Phillippa Lally's research at University College London found that habit formation takes between 18 and 254 days, with an average of 66 days. We built two challenges around the two most important thresholds in that range.
At 21 days, the neural pathways associated with the behaviour begin to consolidate. The habit is not yet automatic — but it is real. Badge earned: COMMITTED.
What changes: you stop asking yourself if you want to. You just do.
Today is link fifteen. Six to go.
At 71 days, researchers observe identity integration — the behaviour becomes part of how you describe yourself to others. Badge earned: LEGEND. What changes: you stop saying I am trying to wake up early. You say I am a morning person. That sentence is worth 71 mornings.

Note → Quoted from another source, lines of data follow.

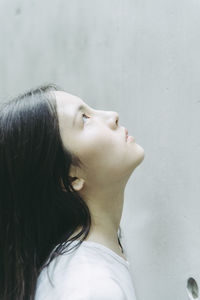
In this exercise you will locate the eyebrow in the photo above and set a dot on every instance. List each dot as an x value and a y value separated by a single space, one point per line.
80 107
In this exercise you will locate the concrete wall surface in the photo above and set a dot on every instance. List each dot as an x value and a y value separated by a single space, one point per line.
141 59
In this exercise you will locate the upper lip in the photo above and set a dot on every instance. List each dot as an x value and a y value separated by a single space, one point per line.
126 133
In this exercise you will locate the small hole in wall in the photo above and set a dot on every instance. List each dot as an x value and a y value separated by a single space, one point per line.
192 289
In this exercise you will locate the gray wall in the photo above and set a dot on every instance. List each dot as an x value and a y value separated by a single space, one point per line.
141 59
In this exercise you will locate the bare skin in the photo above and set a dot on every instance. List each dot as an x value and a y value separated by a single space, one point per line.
100 142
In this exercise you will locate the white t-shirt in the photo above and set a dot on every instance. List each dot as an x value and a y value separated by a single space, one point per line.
90 272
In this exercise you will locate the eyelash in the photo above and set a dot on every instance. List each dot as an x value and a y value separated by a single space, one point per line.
85 115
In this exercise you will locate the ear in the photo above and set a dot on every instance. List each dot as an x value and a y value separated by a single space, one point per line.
78 184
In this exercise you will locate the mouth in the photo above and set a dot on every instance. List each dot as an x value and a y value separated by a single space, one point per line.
126 134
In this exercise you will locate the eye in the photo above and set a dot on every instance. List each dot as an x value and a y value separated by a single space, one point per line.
85 115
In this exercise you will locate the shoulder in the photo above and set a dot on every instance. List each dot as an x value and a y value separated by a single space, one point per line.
100 288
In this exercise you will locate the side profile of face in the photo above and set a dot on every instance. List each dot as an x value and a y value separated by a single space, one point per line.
96 137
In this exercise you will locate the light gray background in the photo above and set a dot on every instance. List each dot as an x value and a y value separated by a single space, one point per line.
141 59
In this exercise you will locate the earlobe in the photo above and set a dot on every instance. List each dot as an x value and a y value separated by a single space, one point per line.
78 184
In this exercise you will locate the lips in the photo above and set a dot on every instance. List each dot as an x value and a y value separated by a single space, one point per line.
126 134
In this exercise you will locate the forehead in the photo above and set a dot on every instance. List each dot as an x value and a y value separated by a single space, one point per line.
66 107
65 99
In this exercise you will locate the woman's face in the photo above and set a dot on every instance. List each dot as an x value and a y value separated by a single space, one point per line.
98 139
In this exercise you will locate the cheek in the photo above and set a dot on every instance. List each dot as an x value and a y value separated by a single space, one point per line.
101 151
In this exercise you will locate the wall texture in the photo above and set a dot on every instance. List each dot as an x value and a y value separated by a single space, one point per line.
141 59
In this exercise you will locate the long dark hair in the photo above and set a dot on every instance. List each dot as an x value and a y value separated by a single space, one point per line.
37 215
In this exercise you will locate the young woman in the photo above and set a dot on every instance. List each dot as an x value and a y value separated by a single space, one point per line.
64 167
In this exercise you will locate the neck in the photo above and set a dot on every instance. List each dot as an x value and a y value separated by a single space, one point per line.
106 211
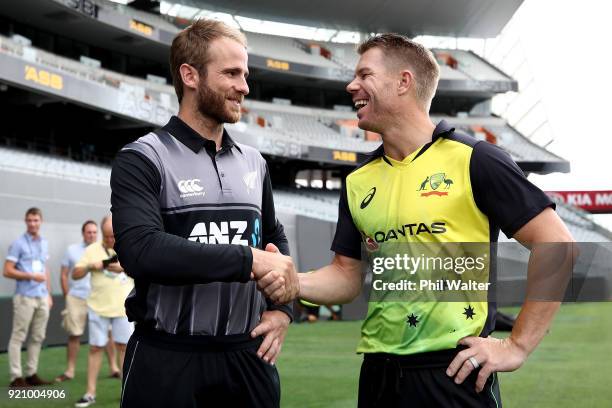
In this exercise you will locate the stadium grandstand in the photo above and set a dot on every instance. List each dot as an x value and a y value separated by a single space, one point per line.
81 78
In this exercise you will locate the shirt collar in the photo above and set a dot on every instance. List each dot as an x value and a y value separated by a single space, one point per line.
193 140
442 128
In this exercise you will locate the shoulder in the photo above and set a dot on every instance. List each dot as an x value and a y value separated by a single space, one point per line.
250 152
18 242
373 159
460 137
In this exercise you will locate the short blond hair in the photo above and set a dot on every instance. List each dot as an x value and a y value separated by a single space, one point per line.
404 52
191 45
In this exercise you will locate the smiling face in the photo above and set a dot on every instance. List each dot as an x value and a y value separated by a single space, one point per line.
222 89
33 222
373 91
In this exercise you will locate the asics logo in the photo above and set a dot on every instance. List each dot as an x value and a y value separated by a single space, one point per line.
190 188
368 198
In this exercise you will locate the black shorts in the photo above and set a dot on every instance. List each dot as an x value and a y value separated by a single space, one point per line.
392 381
214 374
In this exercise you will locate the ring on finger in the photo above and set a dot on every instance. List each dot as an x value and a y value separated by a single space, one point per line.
474 362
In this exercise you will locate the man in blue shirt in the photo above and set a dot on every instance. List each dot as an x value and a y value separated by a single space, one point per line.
76 291
26 263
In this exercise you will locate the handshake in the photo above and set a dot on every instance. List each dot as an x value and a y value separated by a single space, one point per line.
275 274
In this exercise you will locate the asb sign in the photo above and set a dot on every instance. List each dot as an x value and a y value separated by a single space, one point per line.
596 202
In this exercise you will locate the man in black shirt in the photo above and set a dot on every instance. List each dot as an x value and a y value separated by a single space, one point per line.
202 325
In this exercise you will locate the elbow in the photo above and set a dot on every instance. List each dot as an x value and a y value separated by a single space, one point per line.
78 273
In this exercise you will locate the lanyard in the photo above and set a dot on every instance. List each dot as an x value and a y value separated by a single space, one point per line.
30 248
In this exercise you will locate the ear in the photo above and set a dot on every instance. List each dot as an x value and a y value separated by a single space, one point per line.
189 75
406 82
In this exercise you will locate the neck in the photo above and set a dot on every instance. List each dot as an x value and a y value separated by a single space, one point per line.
409 131
207 127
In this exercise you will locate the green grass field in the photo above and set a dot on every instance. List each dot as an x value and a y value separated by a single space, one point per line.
318 368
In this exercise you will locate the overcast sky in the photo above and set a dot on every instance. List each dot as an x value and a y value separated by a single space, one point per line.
567 44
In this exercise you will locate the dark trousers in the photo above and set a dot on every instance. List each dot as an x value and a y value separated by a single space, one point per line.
156 374
388 381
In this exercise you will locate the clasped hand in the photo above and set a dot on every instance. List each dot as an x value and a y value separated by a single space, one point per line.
275 274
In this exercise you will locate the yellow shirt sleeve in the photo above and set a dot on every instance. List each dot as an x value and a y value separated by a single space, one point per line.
85 259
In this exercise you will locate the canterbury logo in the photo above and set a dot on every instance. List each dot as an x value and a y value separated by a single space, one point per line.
250 180
368 198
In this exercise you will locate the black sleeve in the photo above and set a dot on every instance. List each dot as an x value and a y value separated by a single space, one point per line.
501 190
150 254
347 240
273 232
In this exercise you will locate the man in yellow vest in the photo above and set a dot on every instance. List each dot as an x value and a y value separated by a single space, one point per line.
110 286
428 184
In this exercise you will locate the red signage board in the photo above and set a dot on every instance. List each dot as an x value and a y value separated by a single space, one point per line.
596 202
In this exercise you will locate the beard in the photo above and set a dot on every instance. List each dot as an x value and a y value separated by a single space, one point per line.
212 104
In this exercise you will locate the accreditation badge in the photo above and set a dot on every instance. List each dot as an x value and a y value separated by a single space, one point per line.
37 266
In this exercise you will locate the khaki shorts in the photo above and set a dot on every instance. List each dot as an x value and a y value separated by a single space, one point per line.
74 317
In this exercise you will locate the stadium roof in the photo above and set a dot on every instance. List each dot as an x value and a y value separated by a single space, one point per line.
455 18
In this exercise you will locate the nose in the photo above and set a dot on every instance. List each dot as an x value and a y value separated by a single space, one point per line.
352 86
243 87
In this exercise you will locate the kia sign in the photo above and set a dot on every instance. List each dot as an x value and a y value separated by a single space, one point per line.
596 202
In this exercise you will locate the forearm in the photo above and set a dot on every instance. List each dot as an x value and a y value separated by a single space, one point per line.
330 285
549 271
14 273
80 271
532 324
64 284
48 273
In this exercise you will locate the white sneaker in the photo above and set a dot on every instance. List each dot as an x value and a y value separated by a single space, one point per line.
85 401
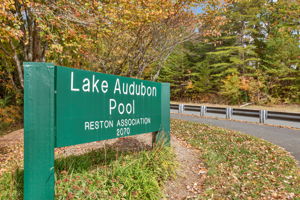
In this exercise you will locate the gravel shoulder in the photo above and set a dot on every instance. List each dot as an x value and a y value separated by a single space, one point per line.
286 138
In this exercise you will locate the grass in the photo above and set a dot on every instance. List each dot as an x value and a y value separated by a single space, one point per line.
103 174
280 107
241 166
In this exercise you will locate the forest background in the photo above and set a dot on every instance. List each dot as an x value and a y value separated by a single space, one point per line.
215 51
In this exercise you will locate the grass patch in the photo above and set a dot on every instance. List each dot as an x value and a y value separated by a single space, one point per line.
103 174
241 166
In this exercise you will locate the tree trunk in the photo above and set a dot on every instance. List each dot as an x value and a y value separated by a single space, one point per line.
18 64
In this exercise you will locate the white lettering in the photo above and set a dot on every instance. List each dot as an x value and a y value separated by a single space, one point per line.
72 83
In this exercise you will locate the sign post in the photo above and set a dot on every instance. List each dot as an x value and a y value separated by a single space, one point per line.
65 106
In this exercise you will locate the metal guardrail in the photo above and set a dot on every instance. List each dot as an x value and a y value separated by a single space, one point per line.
262 115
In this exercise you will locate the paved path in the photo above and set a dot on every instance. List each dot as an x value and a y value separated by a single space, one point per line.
244 118
284 137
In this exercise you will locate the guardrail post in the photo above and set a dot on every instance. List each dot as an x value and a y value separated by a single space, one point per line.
262 116
228 113
181 108
202 111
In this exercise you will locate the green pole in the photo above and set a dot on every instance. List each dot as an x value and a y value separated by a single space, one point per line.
39 131
163 136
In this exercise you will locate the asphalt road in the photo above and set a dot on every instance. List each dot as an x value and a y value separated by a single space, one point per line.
287 138
244 118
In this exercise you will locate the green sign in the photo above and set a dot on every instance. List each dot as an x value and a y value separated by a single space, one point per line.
65 106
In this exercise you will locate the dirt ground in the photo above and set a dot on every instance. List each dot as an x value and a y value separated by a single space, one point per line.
190 173
281 108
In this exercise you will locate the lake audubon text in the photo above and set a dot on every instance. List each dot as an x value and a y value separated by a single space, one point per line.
93 85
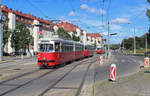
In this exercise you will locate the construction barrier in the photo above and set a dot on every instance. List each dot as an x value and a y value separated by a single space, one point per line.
146 62
113 72
101 59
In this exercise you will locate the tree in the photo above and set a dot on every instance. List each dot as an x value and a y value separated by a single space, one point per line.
148 11
6 32
75 38
95 45
21 37
63 34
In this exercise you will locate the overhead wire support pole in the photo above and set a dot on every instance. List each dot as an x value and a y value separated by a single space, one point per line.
1 32
108 41
146 43
134 42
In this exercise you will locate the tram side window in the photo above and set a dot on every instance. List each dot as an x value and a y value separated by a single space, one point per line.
46 48
57 47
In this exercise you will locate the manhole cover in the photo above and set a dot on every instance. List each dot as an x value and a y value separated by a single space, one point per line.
17 69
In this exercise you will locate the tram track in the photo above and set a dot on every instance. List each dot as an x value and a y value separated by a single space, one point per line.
26 83
15 63
36 78
19 76
66 74
84 78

Building the neural pathway. Pure repetition. The morning is still effortful — and that effort is exactly the work. You are laying track.
Strengthening under pressure. Travel, bad sleep, a hard week — the habit meets resistance and holds anyway. This is where it stops being fragile.
It's no longer a habit you keep — it's who you are. You don't decide to wake early any more than you decide to be yourself. The chain has become the person.
"We are what we repeatedly do. Excellence, then, is not an act, but a habit." — Aristotle
Most streak apps punish you. Miss a day and a number you worked weeks to build resets to zero — a small cruelty that, often enough, ends the habit entirely.
Shoshin refuses that. A missed morning is a missed morning, nothing more. The chain shows the gap honestly, without drama, and invites you to begin again — because beginning again is the entire practice.
The point was never the unbroken line. The point is that you keep picking up the brush.
Shoshin remembers your longest chain, your total mornings, and your return after every gap. Falling down isn't the story. Getting up at 5am tomorrow is.